Когда Питер Хан еще работал в Москве, он раз в месяц приглашал к себе общество – парочку послов (французского и американского) и несколько атташе по культуре. Было несколько чопорно, но после хорошего стакана виски или джина с тоником скованность уходила сама собой и делалось легко и свободно. Всем хотелось посмотреть мои картины. Договорились мы, что двенадцать картин небольшого размера мы перебросим к Питеру своими силами и большом Форде Ханна. Вечером, когда стало темно, его машина подъехала к подъезду жилого дома, где находилось молодежное объединение художников Москвы. Мы быстро перетащили картины в машину и поехали на Кутузовский проспект. Напротив гостиницы «Украина», на другой стороне проспекта, находился дом дипломатического корпуса. Мы въехали во двор и мимо милиционера углубились к подъездам. Около одного входа остановились. Ханн сказал, что подождет более позднего времени, когда милиционер уйдет со своего дежурства, и потом перенесет все картины наверх. Ханн проводил нас мимо милиционера к остановке троллейбуса и там мы расстались, договорившись, когда будет открытие выставки. Выставка прошла хорошо, было много иностранцев. Американский посол Вильсон купил три работы и за один вечер все картины были проданы разным людям из разных стран. Ханны хорошо напились белым мартини. Мы пили мало, нам предстояло идти самим мимо милиционера и выйти на проспект.

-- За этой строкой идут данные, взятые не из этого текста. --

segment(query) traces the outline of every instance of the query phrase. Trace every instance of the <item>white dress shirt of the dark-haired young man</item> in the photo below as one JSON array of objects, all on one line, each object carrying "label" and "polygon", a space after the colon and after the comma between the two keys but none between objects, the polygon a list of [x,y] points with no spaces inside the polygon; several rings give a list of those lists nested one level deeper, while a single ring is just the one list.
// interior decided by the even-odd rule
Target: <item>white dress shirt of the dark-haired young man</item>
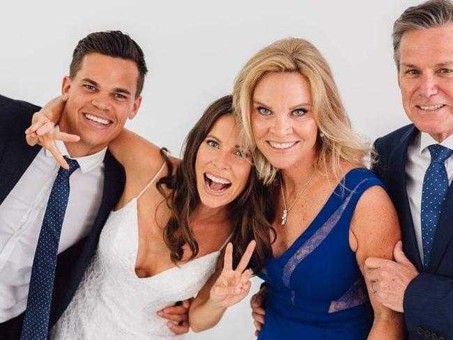
[{"label": "white dress shirt of the dark-haired young man", "polygon": [[[57,142],[57,146],[68,155],[63,142]],[[93,225],[102,199],[106,150],[74,158],[80,168],[69,180],[59,253],[84,238]],[[26,309],[33,257],[58,171],[59,164],[52,154],[41,149],[0,205],[0,323]]]}]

Сейчас все кончилось. Мы не ходим больше в дипкорпус. Мы уже не молодые и не такие прыткие. Хотя я думаю устроить со временем выставку на Тверской улице, там есть одна галерея, которую можно было бы использовать. Можно вообще повторить и прорваться на Петровку, 12. Все-таки жизнь у нас еще не кончена и можно много дел еще провернуть.